AI-assisted test development via MCP #

Litmus exposes a Model Context Protocol (MCP) server whose tools expose run/query/authoring actions to AI assistants. The platform does not call LLMs itself — it only exposes tools that an AI agent drives.

This page is the operational how-to: registering Litmus with each supported AI client. For motivation see concepts/why-ai-integration; for the end-to-end workflow walkthrough see datasheet-to-test; for the full inventory of shipped skills + sub-agents + slash commands see reference/skills. Per-tool MCP reference: api.md → MCP tools.

CLI as a peer surface. Any agent with a terminal — Claude Code with Bash, Cursor with terminal, the GitHub Copilot CLI — can drive Litmus through litmus … commands instead of (or alongside) MCP. The CLI surface mirrors most of the MCP tools (litmus runs, litmus show, litmus discover, litmus metrics, litmus schema, litmus validate, …). See reference/cli. This page is for AI clients that speak MCP natively.

Prerequisites. litmus installed and on $PATH (pip install litmus-test — distribution litmus-test, import litmus). One of the supported AI clients listed below — Claude Code, Claude Desktop, GitHub Copilot, Cursor, or Cline. A working project directory (litmus init to scaffold one). For litmus_run, a station configured in stations/ — note litmus_run always executes in mock mode (see below).

Setup #

litmus setup <client> writes the right MCP config file for each supported client. All litmus setup <client> commands accept --print-only to show the config that would be written without modifying anything on disk.

Client	Command	What gets written
Claude Code (CLI)	`litmus setup claude-code`	Registers the MCP server via `claude mcp add litmus`, copies skill stubs to `.claude/commands/`, and creates / updates `./CLAUDE.md`
Claude Desktop	`litmus setup claude-desktop`	Builds a `litmus.mcpb` Desktop Extension bundle on the user's Desktop (zip) for double-click install. Use `--legacy` to write `~/.config/Claude/claude_desktop_config.json` directly instead.
GitHub Copilot Chat	`litmus setup copilot`	Project-local `.vscode/mcp.json` plus `.github/copilot-instructions.md`
Cursor	`litmus setup cursor`	Project-local `.cursor/mcp.json`
Cline (VS Code)	`litmus setup cline`	`cline_mcp_settings.json` in VS Code User settings (`~/.config/Code/User/` on Linux, `~/Library/Application Support/Code/User/` on macOS, `~/AppData/Roaming/Code/User/` on Windows)
Anything else	`litmus mcp serve` directly	You configure your AI client manually

After running any setup command, restart the client to pick up the new MCP server. To confirm it registered, ask the assistant to list its tools (or open the client's MCP panel) — the litmus_* tools should appear.
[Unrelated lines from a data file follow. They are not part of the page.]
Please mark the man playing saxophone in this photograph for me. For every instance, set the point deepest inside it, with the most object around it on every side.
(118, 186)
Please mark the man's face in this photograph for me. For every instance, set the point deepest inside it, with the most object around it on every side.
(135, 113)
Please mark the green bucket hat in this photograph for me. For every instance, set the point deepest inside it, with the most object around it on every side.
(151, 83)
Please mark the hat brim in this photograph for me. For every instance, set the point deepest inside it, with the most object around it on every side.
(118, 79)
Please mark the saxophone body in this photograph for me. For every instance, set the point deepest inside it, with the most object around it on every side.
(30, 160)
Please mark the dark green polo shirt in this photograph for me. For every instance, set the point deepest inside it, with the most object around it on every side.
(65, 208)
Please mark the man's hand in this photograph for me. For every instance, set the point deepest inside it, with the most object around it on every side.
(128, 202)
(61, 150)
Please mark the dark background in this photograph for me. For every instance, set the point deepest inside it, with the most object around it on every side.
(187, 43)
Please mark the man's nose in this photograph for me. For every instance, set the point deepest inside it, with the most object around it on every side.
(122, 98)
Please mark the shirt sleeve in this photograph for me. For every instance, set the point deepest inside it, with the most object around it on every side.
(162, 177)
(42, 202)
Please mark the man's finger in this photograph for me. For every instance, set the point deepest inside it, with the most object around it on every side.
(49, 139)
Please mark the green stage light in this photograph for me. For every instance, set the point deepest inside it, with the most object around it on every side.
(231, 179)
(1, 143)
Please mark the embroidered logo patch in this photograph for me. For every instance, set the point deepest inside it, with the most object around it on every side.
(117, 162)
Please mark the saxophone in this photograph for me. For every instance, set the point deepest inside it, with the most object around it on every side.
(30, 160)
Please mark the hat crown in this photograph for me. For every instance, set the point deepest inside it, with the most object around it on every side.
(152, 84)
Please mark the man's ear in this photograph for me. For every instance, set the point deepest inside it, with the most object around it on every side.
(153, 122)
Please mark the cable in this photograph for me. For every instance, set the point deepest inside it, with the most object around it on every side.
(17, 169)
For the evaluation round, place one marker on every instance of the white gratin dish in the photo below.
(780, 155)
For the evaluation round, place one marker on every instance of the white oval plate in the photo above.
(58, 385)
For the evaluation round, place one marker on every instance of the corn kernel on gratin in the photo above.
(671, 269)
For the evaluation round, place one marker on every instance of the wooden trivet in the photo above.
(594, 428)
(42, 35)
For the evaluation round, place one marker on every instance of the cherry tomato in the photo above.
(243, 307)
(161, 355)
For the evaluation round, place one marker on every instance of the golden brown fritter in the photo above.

If they don't, the client didn't load the server: re-run the setup command, restart the client again, and confirm the config file from the table above was written.

If the claude CLI isn't on $PATH, litmus setup claude-code prints the manual claude mcp add … command for you to run instead of registering automatically. For the VS Code clients, run with --print-only first to preview the exact .vscode/mcp.json / .cursor/mcp.json it will write.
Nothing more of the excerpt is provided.